When Soltau first took over in October 2018, she said her goal was to “re-establish the fundamentals of retail.” So, she brought in new executives to overhaul the company’s pricing and merchandising strategies. More recently, the company remodeled a store in Dallas last month to include fitness studio, a clubhouse with kids activities, and an area to meet with stylists, as it seeks to figure out how it can revamp its stores with little cash on hand.
Analysts are still skeptical that this will be enough to sufficiently help JCPenney return to sales growth. JCPenney has $3.8 billion in debt to pay off, so it doesn’t have a ton of money to remodel stores. The quickest way to trim losses would be to close more unprofitable stores, but Soltau has said that JCPenney doesn’t have immediate plans to close more stores. And one of the company’s biggest goals, to cut down on the amount of promotions it relies on, will prove more difficult during the holidays when shoppers expect steep discounts.
During its third quarter earnings in November, JCPenney reported a sales drop of 10.1% compared to a year ago, and a net loss of $93 million. But, it was an improvement from a year ago, when it reported a net loss of $151 million.
“With department stores — it’s not about a product line here or there you can bring in,” said Jane Hali, CEO of Jane Hali & Associates. “That won’t change the top line. It has to be a total structural change.”
Department stores used to market themselves to shoppers as a one-stop-shop to buy everything on their list. But now, thanks to the rise of Amazon, that value proposition is no longer as appealing. So, department stores like JCPenney are finding that they have to lower inventory levels in order to make their stores more manageable to navigate. They’re also revamping their merchandise to highlight outfits for specific occasions, to market themselves as style experts.
So, in recent months Soltau has sought to display products in store based on the occasion, like work, lounging, or exercising, rather than product type. Soltau told the Wall Street Journal in November that this visual merchandising strategy has now been implemented in 10% of stores. She also said inventory levels were down 14% last quarter compared to the same time last year.

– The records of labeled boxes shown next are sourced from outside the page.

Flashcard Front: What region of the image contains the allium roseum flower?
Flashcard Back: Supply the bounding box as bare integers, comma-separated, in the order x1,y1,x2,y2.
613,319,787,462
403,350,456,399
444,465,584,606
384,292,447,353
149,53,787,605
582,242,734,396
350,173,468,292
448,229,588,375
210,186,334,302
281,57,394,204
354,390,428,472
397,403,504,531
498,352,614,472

When Soltau took over as CEO, she told analysts that she found the company’s pricing strategy “a little bit confusing, and you might not know exactly when you can get the best value at JCPenney.” She’s since sought to simplify the number of promotions that JCPenney has offered, but the company hasn’t been able to say just how much it’s been able to cut back on promotions. Chief financial officer Bill Wafford told analysts during the company’s third quarter earnings call that it’s been able to cut back on “some” unprofitable promotions compared to last year.

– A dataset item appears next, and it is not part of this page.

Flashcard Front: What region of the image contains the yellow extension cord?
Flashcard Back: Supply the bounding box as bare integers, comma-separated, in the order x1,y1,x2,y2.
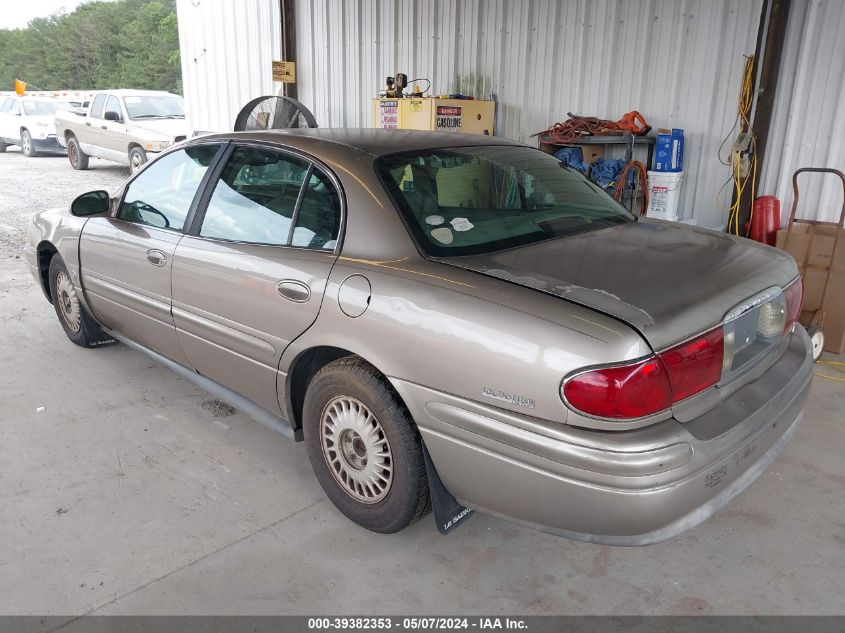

The company’s tried to drive more shoppers in store for the holidays with in-store portrait studios, and revamping its home collection to feature products from more national brands like Instant Pot and Keurig. But, its shoppers still expect promotions online. Yesterday, JCPenney’s website had a last-minute Cyber Week deal that advertised, among other promotions: 30% off purchases over $100, 20% off purchases under $100, 40% off select Disney toys, and up to 60% off of select kids apparel.
JCPenney’s also struggled to grow sales in core categories like women’s and men’s apparel. In the spring, JCPenney hired Target’s former senior vice president of apparel Michelle Wlalzo as its new chief merchandising officer. The first private label collection that Walzo and her team will have overseen from start to finish won’t come out until the spring, a sign of just how long it takes to revamp merchandise at department stores.
“They don’t really have any silver bullets—just hoping for better execution and cost reduction,” Forrester principal analyst Sucharita Kodali wrote in an email.